The first Tesla Semi trucks were delivered to customers on Thursday at a ceremony at the company's Gigafactory in Sparks, Nevada, five years after their initial unveiling. The trucks' 2019 production launch was postponed for a number of reasons, including the COVID-19 pandemic and a global parts shortage. The trucks were first revealed in concept form back in 2017. PepsiCo representatives were present to accept the initial shipment of trucks after placing a reservation for 100 Semis soon after its announcement.

When towing an 82,000-pound (37,000-kg) load, Musk claims that the Semi truck has a range of 500 miles (roughly 800 kilometers) on a single charge. It can carry more than 33,000 pounds (14,969 kilograms) of cargo due to its weight restriction. According to the CEO of Tesla, the truck has three times the power of a diesel-powered truck. It's a "game changer," he said. Several automakers, including Daimler, Volvo, and China's BYD, unveiled their own trucks in the time between Semi's announcement and unveiling.

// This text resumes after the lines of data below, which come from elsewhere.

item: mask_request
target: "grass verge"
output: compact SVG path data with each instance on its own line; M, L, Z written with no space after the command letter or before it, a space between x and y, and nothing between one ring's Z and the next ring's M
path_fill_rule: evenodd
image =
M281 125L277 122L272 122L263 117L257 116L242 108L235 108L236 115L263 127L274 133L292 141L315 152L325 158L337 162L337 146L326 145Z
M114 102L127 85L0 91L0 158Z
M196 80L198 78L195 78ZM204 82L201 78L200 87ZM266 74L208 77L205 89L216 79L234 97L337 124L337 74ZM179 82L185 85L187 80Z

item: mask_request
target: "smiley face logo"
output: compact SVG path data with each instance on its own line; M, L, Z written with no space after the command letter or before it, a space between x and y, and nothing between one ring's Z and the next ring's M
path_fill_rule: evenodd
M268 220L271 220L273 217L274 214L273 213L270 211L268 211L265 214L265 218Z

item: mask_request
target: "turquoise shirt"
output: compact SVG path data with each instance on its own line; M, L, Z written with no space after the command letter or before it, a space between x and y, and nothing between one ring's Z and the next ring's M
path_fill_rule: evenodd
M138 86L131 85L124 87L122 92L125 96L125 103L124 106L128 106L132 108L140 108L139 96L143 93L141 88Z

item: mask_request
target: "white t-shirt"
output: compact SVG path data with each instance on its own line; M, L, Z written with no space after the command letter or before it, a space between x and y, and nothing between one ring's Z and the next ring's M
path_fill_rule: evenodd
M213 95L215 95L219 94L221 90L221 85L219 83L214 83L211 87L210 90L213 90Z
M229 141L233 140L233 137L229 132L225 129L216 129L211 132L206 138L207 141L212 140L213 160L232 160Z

The Semi is being promoted by Tesla as the truck of the future. However, while the company has had difficulty launching production, EVs have already been accepted by the rest of the trucking industry. Major machinery producers like Daimler, Volvo, Peterbilt, and BYD have been developing their own electric long-haul vehicles. According to Bloomberg, the three Tesla Semis that were delivered today were the last component of a $30.8 million project that was financed in part by the California Air Resource Board. Even Nikola Motors, which has battled accusations of fraud and executive turnover, delivered a truck powered by hydrogen before Tesla.

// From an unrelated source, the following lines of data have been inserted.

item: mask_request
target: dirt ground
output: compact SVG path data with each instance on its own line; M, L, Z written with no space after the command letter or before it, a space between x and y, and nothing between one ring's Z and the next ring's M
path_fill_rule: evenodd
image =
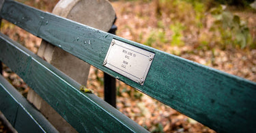
M27 1L25 3L48 12L51 12L57 2L57 0L33 1L31 3ZM146 39L150 38L149 36L153 31L162 33L161 30L165 28L158 30L159 22L162 22L165 25L165 23L171 24L173 20L166 17L160 21L156 15L156 7L154 2L118 1L113 1L111 3L117 16L115 23L118 27L117 35L139 43L145 43L147 41ZM255 38L255 14L233 12L247 20L253 38ZM209 25L213 23L213 18L210 15L205 16L205 23L210 27ZM1 29L2 33L18 40L19 43L35 53L37 53L41 41L40 38L6 23L6 21L3 23L6 25L2 25ZM203 33L211 34L212 33L208 31L210 28L208 29L208 27L205 26L203 29L196 29L194 26L185 26L189 27L189 30L187 29L187 31L182 32L184 36L182 38L183 43L182 46L171 45L168 41L166 44L162 44L161 42L158 44L156 41L151 46L256 82L256 49L248 48L241 49L227 46L223 50L218 46L214 46L216 45L214 44L214 40L209 42L212 43L210 45L214 46L211 48L205 48L205 47L201 48L198 40L201 38ZM165 31L166 38L173 35L171 29ZM6 66L4 66L3 70L3 76L12 81L13 85L25 96L29 87L17 75L12 73ZM102 72L91 67L87 87L93 89L96 95L100 98L104 96L102 81ZM124 83L117 81L117 109L152 132L215 132L171 108L136 91ZM4 132L1 127L2 125L0 125L0 132Z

Tesla is a favorite among many car enthusiasts thanks to its sleek, futuristic designs. But there are other elements that influence how popular electric cars become. For environmental reasons, many nations are enacting legislation to phase out trucks powered by internal combustion engines. Tesla has not yet disclosed the Semi's cost. Generally speaking, electric trucks are more expensive than their diesel-powered counterparts by about 70%. In the long run, though, they are significantly more cost-effective due to fuel and maintenance savings.